El complemento natural de la procreación, la educación, ha de estarmovido por las mismas causas que engendraron al hijo: el amor de los padres.
      Hace ya bastantes siglos que se dijo que, al salir del útero materno, donde el líqui-do amniótico lo protegía y alimentaba, el niño reclama imperiosamente otro “útero” y otro “líquido”, sin los que no podría crecer y desarrollarse; a saber, los que originan el padre y la madre al quererse de veras.
Por eso, como fruto natural de su amor mutuo, cada uno
de los esposos debe:
    1. Mostrar con delicadeza, también para que los hijos lo adviertan, el cariño hacia su marido o su mujer; pues probablemente nada resulte más gratificante y educativo para un hijo que advertir cómo se quieren sus padres.
    2. Y, además, y como consecuencia: engrandecer la imagen del otro an-te los hijos y evitar cuanto pueda hacer disminuir el cariño de estos hacia su cónyuge.
      Desde que los críos son muy pequeños, los padres han de manifestar prudente pero claramente el afecto que los une, con gestos y palabras: «nunca agradeceré lo bastante a mis padres el que se besaran con cariño delante de mí», me comentaba el otro día una chica de unos 25 años.

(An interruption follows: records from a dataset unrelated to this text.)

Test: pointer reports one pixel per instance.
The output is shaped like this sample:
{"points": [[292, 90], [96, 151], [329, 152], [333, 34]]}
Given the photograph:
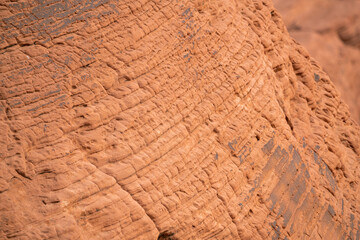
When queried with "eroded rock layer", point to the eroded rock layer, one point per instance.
{"points": [[185, 119], [330, 30]]}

      Pero, además, han de prestar mucha atención a no hacerse reproches mutuos ni comentarios irónicos delante de ellos; a evitar de plano ciertas aberrantes recomendaciones al niño, que le llevaría a desconfiar del otro cónyuge: «esto no se lo digas a papá o a mamá»; a no permitir uno lo que el otro prohíbe (por eso, siempre, ante una consulta del hijo o de la hija, debería “salirnos sola”, antes que cualquier otra, la siguiente pregunta: «¿qué te ha dicho papá o mamá?»; aunque luego, si el papá y la mamá opinan de manera distinta, deban hablar a solas para ponerse de acuerdo), etc.

    3. Enseñar a querer
      Como acabamos de ver, el principio radical de la educación es que los padres se quieran entre sí y, como consecuencia de ese amor, que quieran de veras a sus hijos; el fin o meta de esa educación es que los hijos, a su vez, vayan aprendiendo a querer, a amar… pues esa es la actividad más propia y que más perfecciona a cualquier persona y, como consecuencia, la que lo hará feliz.
Curiosamente y en resumen, educar es amar, y amar es enseñar a amar, pues no
es otro el destino del ser humano ni la
clave de su felicidad.
Por consiguiente, educar equivale a enseñar a amar.

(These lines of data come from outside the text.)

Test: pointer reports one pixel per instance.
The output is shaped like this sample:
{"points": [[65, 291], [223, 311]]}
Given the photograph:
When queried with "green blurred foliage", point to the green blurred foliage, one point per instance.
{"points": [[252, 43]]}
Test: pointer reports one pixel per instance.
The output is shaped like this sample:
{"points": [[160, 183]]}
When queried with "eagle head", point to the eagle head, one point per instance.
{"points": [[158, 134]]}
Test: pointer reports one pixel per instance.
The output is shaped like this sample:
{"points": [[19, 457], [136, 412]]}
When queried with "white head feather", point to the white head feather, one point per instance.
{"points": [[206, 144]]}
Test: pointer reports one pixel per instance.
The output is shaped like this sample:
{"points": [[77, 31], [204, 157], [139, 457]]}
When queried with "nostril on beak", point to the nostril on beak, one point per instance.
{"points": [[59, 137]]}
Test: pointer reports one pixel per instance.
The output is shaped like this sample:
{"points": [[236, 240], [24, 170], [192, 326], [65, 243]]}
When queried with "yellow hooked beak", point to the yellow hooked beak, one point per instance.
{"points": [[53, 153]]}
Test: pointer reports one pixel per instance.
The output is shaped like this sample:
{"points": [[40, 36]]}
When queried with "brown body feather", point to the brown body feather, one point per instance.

      Según afirma Philippe, «en el plano psicológico y espiritual la necesidad más profunda del hombre es el amor: amar y ser amado».

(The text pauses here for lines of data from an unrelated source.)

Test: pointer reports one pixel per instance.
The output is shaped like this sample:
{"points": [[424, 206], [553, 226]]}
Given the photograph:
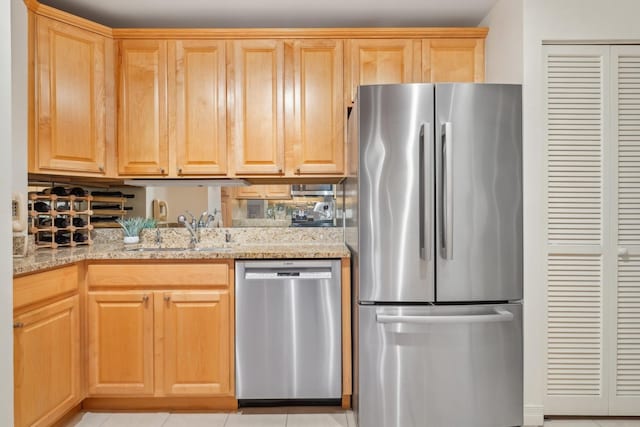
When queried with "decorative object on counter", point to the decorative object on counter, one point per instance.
{"points": [[133, 226], [110, 206], [60, 217]]}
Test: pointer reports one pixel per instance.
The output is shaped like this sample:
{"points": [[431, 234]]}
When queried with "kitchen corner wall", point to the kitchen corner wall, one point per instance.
{"points": [[551, 20], [503, 45], [6, 288], [19, 99]]}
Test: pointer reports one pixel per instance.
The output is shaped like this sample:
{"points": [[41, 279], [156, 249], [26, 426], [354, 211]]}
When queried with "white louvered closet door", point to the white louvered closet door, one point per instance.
{"points": [[625, 332], [577, 107]]}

      A lo que añade C. Singer: «El amor es lo que queda cuando ya no queda nada más. En lo más hondo de nosotros, todos lo recordamos cuando —más allá de nuestros fracasos, de nuestras separaciones, de las palabras a las que sobrevivimos— desde la oscuridad de la noche se eleva, como un canto apenas audible, la seguridad de que, por encima de los desastres de nuestras biografías, más allá incluso de la alegría, de la pena, del nacimiento, de la muerte, existe un espacio que nadie amenaza, que nadie ha amenazado nunca y que no corre ningún peligro de ser destruido: un espacio intacto que es el del amor que ha creado nuestro ser» (es decir, el amor recíproco de nuestros padres y, envolviéndolo, el infinito Amor de Dios).
      Y, en cierto modo como resumen, explica Rafael Tomás Caldera: «La verdadera grandeza del hombre, su perfección, por tanto, su misión o cometido, es el amor. Todo lo otro —capacidad profesional, prestigio, riqueza, vida más o menos larga, desarrollo intelectual— tiene que confluir en el amor o carece en definitiva de sentido»… e incluso, si no se encamina al amor, pudiera resultar perjudicial.
      Todo el quehacer educativo de los padres ha de dirigirse, pues, en última instancia, a incrementar la capacidad de amar de cada hijo y a evitar cuanto lo torne más egoísta, más cerrado y pendiente de sí, menos capaz de descubrir, querer, perseguir y realizar el bien de los otros. O, concretando más todavía, el fin al que tiende toda la educación, desde que nuestros hijos son muy pequeños, se resume en ayudarlos a estar más pendientes del bien de los demás que de sí mismos.
      Solo así contribuirán eficazmente a hacerlos felices, puesto que la dicha —como muestran desde los filósofos más clásicos hasta los más certeros psiquiatras contemporáneos… y la experiencia sincera de cada uno de nosotros— no es sino el efecto no buscado de engrandecer la propia persona, de mejorar progresivamente: y esto solo se consigue amando más y mejor, dilatando las fronteras del propio corazón.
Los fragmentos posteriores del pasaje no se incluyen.